Just last week Joan Houston Hall, the Chief Editor for the series, announced via Twitter that all of the data for DARE Volume V has been delivered to us at the Press. To celebrate that milestone, let’s have a little Balderdash-style fun. You guys know Balderdash, yeah? Toss out an obscure word, everybody makes up their own definitions, then they’re read aloud along with the actual definition and each player has to guess which one is correct. We stole part of the fun and made up the fakes, so you just have to guess the real definitions. All of these words came via the @darewords Twitter account, which you really should be following.
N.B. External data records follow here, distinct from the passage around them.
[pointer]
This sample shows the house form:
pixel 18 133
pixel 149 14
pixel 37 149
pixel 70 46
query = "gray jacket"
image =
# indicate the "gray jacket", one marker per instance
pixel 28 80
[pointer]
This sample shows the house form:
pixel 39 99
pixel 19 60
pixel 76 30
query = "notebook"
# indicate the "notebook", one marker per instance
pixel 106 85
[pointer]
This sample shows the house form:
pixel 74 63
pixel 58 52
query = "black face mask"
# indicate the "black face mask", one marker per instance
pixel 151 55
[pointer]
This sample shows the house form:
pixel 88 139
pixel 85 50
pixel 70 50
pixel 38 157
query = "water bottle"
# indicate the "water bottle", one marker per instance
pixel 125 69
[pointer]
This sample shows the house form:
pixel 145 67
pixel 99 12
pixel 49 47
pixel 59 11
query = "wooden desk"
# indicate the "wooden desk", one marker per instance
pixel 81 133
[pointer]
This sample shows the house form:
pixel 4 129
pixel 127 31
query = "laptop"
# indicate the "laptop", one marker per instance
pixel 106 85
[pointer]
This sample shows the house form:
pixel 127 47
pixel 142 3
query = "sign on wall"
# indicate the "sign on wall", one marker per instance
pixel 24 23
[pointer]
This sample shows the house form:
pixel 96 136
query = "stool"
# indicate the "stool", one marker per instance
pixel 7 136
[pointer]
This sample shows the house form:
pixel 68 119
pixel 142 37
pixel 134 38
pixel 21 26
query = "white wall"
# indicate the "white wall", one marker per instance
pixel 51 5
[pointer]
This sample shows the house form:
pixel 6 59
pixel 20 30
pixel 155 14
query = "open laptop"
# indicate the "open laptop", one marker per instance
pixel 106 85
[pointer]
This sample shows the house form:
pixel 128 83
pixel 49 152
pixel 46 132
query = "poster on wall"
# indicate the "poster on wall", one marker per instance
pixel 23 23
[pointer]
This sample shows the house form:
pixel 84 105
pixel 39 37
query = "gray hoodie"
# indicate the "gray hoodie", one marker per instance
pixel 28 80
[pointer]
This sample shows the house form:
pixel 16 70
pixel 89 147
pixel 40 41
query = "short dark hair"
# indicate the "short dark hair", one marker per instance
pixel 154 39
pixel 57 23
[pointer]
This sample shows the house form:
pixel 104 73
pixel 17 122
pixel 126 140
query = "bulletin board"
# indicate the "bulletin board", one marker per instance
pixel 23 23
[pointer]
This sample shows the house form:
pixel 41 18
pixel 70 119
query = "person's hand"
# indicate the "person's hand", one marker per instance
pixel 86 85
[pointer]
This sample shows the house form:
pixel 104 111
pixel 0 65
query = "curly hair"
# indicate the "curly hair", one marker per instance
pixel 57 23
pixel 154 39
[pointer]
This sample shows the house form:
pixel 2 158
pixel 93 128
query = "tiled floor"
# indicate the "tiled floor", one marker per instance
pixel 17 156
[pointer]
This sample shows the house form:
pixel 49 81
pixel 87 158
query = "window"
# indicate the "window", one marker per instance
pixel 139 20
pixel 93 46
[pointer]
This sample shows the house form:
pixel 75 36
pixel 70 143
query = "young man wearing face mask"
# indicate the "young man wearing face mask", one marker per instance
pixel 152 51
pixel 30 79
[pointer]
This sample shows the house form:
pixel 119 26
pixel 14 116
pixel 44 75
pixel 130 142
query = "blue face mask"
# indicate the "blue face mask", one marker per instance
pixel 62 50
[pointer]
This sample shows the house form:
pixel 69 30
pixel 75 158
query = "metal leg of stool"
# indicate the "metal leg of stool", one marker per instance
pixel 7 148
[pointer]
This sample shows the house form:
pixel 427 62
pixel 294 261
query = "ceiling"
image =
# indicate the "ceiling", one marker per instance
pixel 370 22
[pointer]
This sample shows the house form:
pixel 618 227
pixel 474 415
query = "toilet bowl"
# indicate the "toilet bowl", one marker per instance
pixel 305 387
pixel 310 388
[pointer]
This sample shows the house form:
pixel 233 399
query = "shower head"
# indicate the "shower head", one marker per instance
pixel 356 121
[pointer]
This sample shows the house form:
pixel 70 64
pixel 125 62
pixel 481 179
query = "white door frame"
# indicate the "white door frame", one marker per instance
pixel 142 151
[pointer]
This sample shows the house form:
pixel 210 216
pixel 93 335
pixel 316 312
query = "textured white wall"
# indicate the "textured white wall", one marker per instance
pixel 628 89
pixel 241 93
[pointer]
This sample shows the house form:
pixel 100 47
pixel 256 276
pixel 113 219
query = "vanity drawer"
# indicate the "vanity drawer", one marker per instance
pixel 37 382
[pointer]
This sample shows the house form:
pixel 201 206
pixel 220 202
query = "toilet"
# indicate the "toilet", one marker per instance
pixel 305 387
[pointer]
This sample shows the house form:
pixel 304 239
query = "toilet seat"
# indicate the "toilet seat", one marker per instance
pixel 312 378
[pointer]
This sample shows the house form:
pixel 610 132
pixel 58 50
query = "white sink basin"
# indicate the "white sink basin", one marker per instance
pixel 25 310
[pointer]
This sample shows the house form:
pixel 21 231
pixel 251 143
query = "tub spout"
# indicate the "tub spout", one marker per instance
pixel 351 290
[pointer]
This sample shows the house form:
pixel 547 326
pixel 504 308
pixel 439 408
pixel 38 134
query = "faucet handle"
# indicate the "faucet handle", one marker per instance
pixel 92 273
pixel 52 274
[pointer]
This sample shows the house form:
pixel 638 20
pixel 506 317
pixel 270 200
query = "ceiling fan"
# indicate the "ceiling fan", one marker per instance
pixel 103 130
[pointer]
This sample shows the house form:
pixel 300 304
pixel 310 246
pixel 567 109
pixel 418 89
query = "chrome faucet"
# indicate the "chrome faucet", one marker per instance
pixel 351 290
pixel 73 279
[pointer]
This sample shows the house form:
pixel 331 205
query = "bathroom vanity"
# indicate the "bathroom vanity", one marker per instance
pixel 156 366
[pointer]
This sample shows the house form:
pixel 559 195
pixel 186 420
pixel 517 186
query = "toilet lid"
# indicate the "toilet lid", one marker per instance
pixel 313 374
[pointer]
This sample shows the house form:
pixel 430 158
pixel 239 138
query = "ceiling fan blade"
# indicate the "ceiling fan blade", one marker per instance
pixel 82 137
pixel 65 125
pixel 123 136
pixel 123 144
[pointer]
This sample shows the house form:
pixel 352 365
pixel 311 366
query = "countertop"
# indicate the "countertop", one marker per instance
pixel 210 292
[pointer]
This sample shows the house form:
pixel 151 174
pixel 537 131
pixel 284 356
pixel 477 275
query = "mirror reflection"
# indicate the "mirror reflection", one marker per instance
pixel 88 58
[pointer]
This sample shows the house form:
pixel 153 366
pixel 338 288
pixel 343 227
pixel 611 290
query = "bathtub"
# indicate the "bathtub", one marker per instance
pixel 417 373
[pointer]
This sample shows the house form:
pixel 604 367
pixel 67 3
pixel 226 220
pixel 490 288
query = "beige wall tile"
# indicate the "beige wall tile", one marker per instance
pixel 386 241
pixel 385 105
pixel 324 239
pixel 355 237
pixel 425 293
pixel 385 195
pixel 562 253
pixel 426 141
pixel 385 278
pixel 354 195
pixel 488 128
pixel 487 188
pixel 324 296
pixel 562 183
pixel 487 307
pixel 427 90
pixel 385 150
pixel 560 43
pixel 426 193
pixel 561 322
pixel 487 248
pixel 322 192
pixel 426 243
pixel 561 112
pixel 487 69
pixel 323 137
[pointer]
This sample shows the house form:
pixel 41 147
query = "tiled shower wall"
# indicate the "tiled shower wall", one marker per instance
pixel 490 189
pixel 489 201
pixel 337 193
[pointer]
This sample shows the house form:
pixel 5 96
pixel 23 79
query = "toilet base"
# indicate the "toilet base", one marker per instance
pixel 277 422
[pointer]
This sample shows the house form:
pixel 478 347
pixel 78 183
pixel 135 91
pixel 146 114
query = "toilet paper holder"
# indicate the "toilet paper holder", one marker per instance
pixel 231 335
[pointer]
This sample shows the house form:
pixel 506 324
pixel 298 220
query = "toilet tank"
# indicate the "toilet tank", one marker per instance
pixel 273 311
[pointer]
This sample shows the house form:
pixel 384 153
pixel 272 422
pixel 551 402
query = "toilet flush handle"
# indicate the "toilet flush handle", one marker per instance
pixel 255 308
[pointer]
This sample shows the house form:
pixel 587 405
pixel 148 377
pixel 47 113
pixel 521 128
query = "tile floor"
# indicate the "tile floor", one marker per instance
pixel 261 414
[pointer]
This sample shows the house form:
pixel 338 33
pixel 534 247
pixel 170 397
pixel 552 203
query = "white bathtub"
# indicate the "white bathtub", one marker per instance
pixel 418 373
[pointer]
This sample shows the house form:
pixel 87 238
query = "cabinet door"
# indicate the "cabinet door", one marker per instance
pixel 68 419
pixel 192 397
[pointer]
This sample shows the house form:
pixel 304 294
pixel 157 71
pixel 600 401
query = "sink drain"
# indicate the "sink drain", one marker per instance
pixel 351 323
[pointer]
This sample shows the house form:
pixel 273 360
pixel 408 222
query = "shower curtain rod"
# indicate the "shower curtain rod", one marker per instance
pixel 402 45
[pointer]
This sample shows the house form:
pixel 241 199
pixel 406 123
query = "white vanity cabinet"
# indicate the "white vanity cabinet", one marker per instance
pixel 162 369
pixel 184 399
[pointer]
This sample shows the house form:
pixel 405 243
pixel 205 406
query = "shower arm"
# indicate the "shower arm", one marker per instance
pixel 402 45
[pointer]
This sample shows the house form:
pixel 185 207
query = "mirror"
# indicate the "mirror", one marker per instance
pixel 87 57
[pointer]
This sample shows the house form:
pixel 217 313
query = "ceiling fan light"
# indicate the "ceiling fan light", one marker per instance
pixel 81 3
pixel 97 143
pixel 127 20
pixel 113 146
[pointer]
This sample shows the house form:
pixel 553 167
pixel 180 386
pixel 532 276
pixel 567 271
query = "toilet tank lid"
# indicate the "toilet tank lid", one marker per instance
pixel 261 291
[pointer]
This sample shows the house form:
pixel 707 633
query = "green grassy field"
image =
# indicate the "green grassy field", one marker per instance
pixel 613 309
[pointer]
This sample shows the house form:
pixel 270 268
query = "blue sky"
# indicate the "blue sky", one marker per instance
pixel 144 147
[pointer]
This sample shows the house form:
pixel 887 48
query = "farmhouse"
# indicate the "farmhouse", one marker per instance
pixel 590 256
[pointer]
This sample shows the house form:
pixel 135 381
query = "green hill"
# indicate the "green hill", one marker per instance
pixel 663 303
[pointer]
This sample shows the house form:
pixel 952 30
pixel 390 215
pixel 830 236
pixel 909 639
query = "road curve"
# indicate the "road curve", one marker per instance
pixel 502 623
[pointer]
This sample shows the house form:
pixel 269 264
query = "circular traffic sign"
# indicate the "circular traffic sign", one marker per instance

All right, let’s play some DAREderdash. Answers are below.
all horns and rattles:
(a) very angry
(b) in heat
(c) lacking depth or substance
(d) noisy
foop:
(a) a variety of fungus
(b) to dance uninhibitedly
(c) generic term for sugary cereal
(d) to make a mistake, to flub
blind tiger:
(a) one who lashes out indiscriminately
(b) a game of hide-and-seek played in the dark
(c) a speakeasy
(d) a practical joke
guffins:
(a) very large feet
(b) pigeons
(c) fussy toddlers
(d) jokers
footermans:
(a) on foot
(b) cement workers
(c) podiatrists
(d) soccer players
flabberjack:
(a) caramel-coated popcorn
(b) nonsense speech
(c) an apprentice lumberjack
(d) ripe yellow cucumbers
idiot spoon:
(a) a knife
(b) a shoehorn
(c) a ladle or other over-sized spoon
(d) a shovel or other digging tool
gravel-flipper:
(a) a manual laborer
(b) a critter that makes its home on a construction site
(c) a slingshot
(d) a salesman
optriculum:
(a) a doodad, a thingumbob
(b) a magnifying glass
(c) a mirage
(d) an early animation device
fuzzywog:
(a) a caterpillar
(b) a roll of dust under furniture
(c) a ball of hair pulled from a hairbrush
(d) a stuffed animal toy
Answers:
all horns and rattles: (a) very angry. [West]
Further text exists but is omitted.